Pygmalion
                                        

Director: Anthony Asquith
Year: 1938
Rating: 7.5

Ever since Pygmalion premiered in 1913, George Bernard Shaw fought to keep his play from having a happy ending. He thought by having one it made much of his message in the play pointless. Female emancipation. Independence. And he is right. How in 2024, can we root for Eliza to end up with Henry Higgins? He is a sniggering sexless superior ass who would be hell to live with. Not that she should marry the dim-witted dull Freddy but to stay with Higgins would be torture. A never-ending torrent of insults and belittling.  Well, Shaw who was still alive lost here and in truth one is glad he did. The happy ending feels right. Even if it is wrong. At least he is age appropriate as opposed to Harrison and Hepburn years later. Two unbending souls will fight it out over the years but will enjoy the fight, the challenge. Get, your own damn slippers Henry Higgins.

 

There are a few adaptations of the play to the small and big screen, but this one is easily considered the best (non-musical anyways).

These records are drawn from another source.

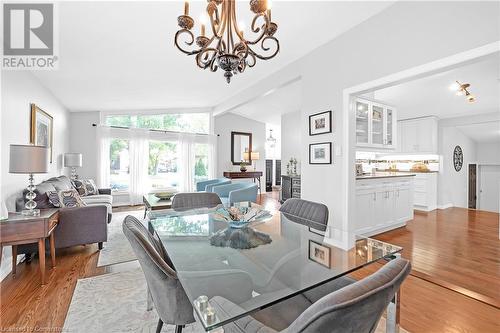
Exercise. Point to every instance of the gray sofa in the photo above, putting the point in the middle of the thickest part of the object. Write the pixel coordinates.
(77, 226)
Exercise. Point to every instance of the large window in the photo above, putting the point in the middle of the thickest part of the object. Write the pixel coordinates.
(119, 165)
(201, 164)
(186, 122)
(163, 169)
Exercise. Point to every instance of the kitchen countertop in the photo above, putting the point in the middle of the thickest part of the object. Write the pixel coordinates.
(385, 175)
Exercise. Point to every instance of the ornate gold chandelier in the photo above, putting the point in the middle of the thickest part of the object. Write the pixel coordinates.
(227, 48)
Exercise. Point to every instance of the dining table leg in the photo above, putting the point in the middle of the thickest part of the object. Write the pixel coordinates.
(393, 311)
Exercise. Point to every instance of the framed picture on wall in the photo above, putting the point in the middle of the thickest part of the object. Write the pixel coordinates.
(319, 253)
(320, 153)
(320, 123)
(41, 129)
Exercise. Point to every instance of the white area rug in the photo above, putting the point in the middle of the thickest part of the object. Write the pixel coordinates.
(117, 249)
(117, 303)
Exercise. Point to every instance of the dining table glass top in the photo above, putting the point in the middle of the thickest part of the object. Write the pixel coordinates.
(270, 260)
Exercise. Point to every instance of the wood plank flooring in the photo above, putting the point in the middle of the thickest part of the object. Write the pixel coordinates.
(426, 307)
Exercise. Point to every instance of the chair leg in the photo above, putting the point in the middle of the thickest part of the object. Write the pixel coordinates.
(160, 325)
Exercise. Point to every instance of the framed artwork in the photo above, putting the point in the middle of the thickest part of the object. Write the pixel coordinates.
(320, 153)
(41, 131)
(320, 123)
(458, 158)
(319, 253)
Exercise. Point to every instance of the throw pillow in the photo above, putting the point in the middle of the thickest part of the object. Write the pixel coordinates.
(85, 187)
(65, 198)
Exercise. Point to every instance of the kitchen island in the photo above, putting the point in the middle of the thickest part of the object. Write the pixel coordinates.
(384, 201)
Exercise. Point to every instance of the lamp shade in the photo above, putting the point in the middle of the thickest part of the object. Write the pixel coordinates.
(73, 160)
(28, 159)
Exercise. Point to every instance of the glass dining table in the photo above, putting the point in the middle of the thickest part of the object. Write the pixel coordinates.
(268, 261)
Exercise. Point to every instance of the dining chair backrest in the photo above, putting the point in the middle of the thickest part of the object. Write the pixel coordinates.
(168, 296)
(356, 307)
(312, 214)
(184, 201)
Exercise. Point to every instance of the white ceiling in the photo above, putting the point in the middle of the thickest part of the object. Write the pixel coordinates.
(484, 132)
(431, 95)
(272, 105)
(120, 55)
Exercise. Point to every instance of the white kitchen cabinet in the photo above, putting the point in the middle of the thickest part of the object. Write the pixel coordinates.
(383, 204)
(425, 192)
(375, 124)
(419, 135)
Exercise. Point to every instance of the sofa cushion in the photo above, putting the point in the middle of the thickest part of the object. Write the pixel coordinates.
(66, 198)
(61, 183)
(41, 199)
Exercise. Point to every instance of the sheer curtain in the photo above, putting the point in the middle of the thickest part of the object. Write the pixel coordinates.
(103, 142)
(139, 160)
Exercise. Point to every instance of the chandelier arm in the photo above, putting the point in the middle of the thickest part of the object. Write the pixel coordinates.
(205, 52)
(190, 34)
(265, 48)
(261, 31)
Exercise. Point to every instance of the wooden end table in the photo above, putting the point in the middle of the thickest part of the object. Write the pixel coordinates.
(21, 229)
(152, 202)
(255, 175)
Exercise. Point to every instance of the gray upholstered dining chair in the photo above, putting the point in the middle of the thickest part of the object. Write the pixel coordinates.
(184, 201)
(312, 214)
(170, 300)
(355, 308)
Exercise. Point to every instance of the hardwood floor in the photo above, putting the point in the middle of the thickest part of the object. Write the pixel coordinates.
(25, 305)
(456, 247)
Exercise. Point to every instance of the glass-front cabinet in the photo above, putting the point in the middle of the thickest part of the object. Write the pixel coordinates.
(375, 124)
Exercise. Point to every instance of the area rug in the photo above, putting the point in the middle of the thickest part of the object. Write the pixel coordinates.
(116, 302)
(117, 249)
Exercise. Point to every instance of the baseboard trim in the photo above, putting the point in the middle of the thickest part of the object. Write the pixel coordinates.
(445, 206)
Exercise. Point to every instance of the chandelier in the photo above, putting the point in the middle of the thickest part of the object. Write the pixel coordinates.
(227, 47)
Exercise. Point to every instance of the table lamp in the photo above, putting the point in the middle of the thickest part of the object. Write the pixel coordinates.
(254, 156)
(73, 161)
(29, 159)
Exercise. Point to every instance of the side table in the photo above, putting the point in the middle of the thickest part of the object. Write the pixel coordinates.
(21, 229)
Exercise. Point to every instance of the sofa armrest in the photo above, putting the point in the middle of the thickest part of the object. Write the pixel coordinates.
(81, 225)
(105, 191)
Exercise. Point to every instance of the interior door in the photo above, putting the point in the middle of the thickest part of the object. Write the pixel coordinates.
(472, 185)
(489, 180)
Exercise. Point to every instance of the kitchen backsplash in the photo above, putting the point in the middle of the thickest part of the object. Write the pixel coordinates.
(382, 162)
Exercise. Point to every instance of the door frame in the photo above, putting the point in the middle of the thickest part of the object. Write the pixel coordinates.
(349, 116)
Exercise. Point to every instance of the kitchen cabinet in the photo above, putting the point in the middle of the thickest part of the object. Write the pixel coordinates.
(383, 204)
(419, 135)
(425, 193)
(376, 124)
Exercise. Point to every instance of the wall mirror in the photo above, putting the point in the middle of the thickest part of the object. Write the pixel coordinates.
(241, 145)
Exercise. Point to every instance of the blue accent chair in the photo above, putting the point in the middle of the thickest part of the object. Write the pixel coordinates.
(207, 185)
(237, 192)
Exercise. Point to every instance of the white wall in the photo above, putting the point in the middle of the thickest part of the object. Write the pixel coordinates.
(488, 153)
(453, 185)
(290, 139)
(389, 42)
(230, 122)
(19, 89)
(83, 140)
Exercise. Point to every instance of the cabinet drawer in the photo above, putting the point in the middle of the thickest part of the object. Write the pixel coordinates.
(420, 198)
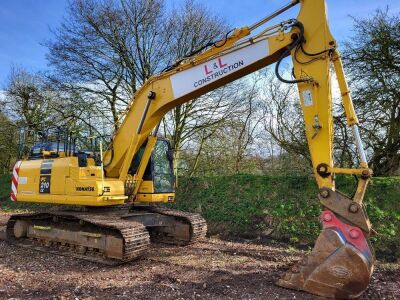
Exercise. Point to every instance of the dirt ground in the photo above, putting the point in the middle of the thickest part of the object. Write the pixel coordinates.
(213, 269)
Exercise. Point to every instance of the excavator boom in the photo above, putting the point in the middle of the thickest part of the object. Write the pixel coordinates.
(341, 263)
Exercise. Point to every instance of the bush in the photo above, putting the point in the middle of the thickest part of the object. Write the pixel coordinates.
(286, 207)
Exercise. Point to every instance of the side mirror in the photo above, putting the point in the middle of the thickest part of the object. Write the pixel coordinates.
(170, 155)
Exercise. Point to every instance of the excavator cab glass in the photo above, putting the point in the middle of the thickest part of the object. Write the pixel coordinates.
(160, 166)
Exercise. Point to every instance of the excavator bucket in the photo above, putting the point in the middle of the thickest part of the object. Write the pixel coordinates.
(340, 265)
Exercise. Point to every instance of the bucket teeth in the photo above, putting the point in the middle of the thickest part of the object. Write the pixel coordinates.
(334, 269)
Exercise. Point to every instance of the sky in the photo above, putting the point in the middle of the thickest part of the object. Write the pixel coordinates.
(26, 24)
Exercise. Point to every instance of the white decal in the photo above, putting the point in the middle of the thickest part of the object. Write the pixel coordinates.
(22, 180)
(202, 75)
(307, 98)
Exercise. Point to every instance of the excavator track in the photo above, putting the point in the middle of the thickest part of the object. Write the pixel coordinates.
(94, 237)
(197, 226)
(109, 237)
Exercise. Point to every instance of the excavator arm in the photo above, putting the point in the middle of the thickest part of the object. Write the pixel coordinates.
(341, 262)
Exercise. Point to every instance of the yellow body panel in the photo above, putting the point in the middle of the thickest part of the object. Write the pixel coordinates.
(67, 183)
(71, 184)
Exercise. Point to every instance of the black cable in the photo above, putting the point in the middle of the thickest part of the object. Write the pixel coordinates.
(297, 42)
(111, 159)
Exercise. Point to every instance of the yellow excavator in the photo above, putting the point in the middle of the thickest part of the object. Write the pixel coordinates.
(121, 191)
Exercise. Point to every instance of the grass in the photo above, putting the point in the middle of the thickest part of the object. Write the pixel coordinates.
(286, 208)
(282, 207)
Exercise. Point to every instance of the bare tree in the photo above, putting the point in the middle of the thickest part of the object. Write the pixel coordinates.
(27, 101)
(283, 118)
(372, 59)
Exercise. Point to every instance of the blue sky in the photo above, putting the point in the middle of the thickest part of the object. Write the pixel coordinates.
(25, 24)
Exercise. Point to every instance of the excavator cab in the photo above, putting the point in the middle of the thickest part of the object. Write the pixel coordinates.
(158, 183)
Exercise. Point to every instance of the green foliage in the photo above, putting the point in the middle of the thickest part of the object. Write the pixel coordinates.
(250, 205)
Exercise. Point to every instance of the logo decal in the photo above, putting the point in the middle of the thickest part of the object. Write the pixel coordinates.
(199, 76)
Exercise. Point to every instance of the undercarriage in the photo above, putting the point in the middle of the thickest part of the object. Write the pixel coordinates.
(107, 236)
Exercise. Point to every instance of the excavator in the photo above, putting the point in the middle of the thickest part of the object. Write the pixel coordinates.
(122, 192)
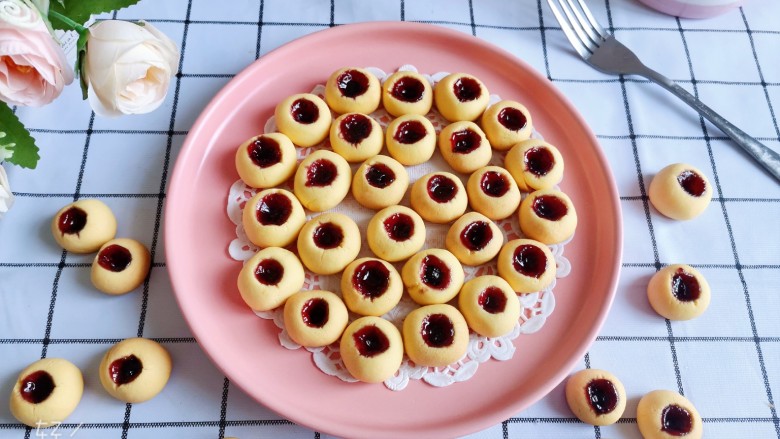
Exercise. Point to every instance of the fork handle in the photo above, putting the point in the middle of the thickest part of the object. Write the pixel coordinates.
(765, 156)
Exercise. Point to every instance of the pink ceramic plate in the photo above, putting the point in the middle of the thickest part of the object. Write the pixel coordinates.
(246, 348)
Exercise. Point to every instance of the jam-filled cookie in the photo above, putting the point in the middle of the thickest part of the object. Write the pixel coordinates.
(120, 266)
(432, 276)
(474, 239)
(435, 335)
(534, 164)
(679, 292)
(356, 137)
(506, 123)
(135, 370)
(328, 243)
(439, 197)
(273, 218)
(315, 318)
(380, 182)
(460, 96)
(489, 305)
(680, 191)
(493, 192)
(304, 118)
(395, 233)
(46, 392)
(322, 180)
(548, 216)
(353, 90)
(83, 226)
(663, 414)
(464, 147)
(372, 349)
(371, 287)
(527, 265)
(269, 277)
(411, 139)
(596, 397)
(266, 160)
(407, 93)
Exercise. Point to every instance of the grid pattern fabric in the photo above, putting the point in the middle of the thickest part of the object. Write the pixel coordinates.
(727, 361)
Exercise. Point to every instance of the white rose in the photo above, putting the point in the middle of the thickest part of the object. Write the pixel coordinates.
(128, 67)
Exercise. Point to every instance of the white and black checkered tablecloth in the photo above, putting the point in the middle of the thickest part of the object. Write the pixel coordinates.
(727, 362)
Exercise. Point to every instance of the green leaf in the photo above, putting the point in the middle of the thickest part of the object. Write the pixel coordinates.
(16, 140)
(80, 10)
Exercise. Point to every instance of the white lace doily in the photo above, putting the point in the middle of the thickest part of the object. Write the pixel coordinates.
(535, 307)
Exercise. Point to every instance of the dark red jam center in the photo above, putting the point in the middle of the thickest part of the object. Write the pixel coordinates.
(408, 89)
(539, 161)
(355, 128)
(492, 300)
(438, 331)
(399, 226)
(370, 341)
(602, 396)
(274, 209)
(692, 183)
(685, 286)
(265, 152)
(72, 221)
(512, 119)
(321, 173)
(304, 111)
(115, 258)
(549, 207)
(314, 312)
(476, 235)
(465, 141)
(352, 83)
(328, 236)
(269, 272)
(371, 279)
(125, 370)
(434, 273)
(466, 89)
(529, 260)
(442, 189)
(410, 132)
(380, 175)
(676, 420)
(37, 386)
(494, 184)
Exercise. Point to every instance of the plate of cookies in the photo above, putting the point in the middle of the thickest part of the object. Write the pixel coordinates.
(393, 212)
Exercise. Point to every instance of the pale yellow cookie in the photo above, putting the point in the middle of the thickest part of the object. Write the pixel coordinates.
(663, 414)
(679, 292)
(680, 191)
(464, 147)
(353, 90)
(460, 96)
(120, 266)
(266, 160)
(46, 392)
(372, 349)
(315, 318)
(527, 265)
(489, 305)
(304, 118)
(269, 277)
(135, 370)
(273, 218)
(83, 226)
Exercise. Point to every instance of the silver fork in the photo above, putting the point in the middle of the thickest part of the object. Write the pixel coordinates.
(602, 51)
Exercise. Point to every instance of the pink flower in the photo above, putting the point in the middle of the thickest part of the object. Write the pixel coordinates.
(33, 68)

Still, when they start talking about the rain in Spain or I have grown accustomed to your face, it is near impossible to not start singing the Lerner and Loewe songs that incorporated some of the dialogue into the music. The British are always best at adapting the British classics - they don't take a lot of liberties and pick some great actors. Leslie Howard is perfect as the pompous unfeeling professor. I like him a lot in certain roles like the Scarlett Pimpernel, Pimpernel Smith and Berkeley Square and yet he irritates me in other films such as The Petrified Forest, Of Human Bondage and Gone with the Wind where he is an insufferable weakling.

 

In only her second film, Wendy Hiller pulls off a very tough role - not just the accents but the strength and confidence that slowly ekes into her soul with that wonderful triumphant look at the end. All the other characters too - special shout out to Scott Sunderland as Col. Pickering in his debut and who was only to appear in one other film - Goodbye, Mr. Chips. Shaw wrote a brilliant play that touched on class and gender inequality well before it was popular to do so. But he does it with wit and gentility and so over a hundred years later, it still moves us and makes us think.